Excerpt: Cinco Casas is a housing project designed by the architectural firm AEC Arquitectura. Architecture must be able to respond to increase density in an environment characterized by the void. The project takes shape on a single volume elevated from the ground. As a result, the ground floor, through outdoor and semi-covered spaces, transitions between the street, the access, and the rear garden and remits to the characteristics of suburban housing.
Project Description
[Text as submitted by architect] La Plata is going through a process of constant expansion that grows beyond its original boundaries and extends to the cities that form the Gran La Plata area.
The houses are located in City Bell, originally a peripheral garden neighborhood consisting of weekend homes and small farms. Nowadays, it has been consolidated as an autonomous center.

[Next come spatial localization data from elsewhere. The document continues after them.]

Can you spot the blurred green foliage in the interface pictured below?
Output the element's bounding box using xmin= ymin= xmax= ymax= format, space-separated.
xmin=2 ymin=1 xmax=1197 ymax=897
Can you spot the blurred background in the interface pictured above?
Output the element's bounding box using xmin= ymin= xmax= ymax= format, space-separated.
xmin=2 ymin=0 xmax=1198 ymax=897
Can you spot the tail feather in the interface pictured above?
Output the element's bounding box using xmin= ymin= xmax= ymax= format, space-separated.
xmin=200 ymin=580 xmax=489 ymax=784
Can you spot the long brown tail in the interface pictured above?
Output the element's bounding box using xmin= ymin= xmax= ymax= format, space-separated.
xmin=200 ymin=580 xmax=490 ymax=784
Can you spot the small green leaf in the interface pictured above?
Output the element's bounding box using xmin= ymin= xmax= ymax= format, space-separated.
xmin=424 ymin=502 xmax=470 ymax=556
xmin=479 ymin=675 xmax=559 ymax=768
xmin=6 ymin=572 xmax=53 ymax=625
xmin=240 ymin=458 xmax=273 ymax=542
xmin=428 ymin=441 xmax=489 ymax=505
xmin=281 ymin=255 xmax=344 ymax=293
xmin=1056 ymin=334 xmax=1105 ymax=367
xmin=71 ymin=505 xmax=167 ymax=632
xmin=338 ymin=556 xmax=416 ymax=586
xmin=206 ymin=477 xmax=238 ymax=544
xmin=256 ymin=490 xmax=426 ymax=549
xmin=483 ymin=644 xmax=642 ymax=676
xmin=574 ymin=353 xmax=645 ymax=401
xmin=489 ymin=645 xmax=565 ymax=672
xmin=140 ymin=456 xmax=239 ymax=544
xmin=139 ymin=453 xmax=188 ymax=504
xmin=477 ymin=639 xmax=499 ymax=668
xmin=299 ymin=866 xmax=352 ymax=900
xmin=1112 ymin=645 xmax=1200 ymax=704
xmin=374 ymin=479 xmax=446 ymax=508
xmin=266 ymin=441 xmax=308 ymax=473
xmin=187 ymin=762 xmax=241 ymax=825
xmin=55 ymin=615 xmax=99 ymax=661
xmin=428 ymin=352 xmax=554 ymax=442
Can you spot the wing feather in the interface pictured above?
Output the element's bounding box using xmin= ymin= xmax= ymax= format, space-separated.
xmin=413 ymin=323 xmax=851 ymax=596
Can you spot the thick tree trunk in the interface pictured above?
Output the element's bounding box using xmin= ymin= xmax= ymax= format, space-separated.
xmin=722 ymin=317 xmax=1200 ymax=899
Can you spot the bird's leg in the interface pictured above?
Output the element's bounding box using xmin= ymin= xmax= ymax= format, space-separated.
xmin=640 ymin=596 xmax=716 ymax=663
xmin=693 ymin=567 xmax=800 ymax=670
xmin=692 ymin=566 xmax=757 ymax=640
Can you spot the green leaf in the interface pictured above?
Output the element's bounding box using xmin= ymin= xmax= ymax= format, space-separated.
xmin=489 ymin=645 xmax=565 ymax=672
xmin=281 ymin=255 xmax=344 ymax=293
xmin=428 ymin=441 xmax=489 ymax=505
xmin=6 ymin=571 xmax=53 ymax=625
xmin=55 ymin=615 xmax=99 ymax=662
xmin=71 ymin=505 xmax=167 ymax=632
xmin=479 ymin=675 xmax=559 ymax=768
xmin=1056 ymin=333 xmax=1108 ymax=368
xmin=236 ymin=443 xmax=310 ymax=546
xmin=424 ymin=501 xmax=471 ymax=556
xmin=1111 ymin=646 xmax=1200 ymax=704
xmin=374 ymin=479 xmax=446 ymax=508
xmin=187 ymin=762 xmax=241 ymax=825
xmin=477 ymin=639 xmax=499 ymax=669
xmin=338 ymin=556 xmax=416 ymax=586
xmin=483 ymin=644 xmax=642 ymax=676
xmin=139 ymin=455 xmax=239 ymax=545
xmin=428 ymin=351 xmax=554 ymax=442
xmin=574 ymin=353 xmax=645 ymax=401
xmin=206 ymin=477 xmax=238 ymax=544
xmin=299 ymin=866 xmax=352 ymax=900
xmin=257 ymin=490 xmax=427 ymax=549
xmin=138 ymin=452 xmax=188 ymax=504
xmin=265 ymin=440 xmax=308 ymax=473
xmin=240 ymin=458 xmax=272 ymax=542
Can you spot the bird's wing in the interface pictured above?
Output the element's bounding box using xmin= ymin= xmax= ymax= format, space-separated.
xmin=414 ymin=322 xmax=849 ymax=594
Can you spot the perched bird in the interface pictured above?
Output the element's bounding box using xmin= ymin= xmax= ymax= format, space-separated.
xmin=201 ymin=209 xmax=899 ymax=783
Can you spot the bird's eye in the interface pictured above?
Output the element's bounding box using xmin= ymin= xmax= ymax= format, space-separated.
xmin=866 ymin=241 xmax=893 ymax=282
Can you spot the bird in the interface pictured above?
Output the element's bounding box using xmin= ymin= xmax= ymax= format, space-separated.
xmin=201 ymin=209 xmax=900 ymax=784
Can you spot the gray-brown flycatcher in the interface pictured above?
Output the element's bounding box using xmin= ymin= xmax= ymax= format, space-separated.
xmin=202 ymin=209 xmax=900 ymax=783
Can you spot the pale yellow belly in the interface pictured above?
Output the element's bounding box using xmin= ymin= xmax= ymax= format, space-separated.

Architecture must be able to respond to increase density in an environment characterized by the void. The project takes shape on a single volume elevated from the ground. As a result, the ground floor, through outdoor and semi-covered spaces, transitions between the street, the access, and the rear garden and remits to the characteristics of suburban housing.
Each unit has private access from the street, pedestrian, and vehicular, and its spaces of expansion to front and counter-front, giving a sense of unique housing in use beyond the form that groups them.
The high volume achieves long views of the wooded environment through large glazed window walls that erase the boundary between interior and exterior.
Services and circulations are grouped on a narrow side of the unit plan. This operation provides flexibility to the rest of the main areas of use of the house, connecting both open areas: front and rear garden, gaining in this process cross ventilation.
Towards the Northwest, a double façade creates a space of expansion that provides climate protection, hides the street’s visuals, and generates a dialogue with the existing classic brick constructions of the environment.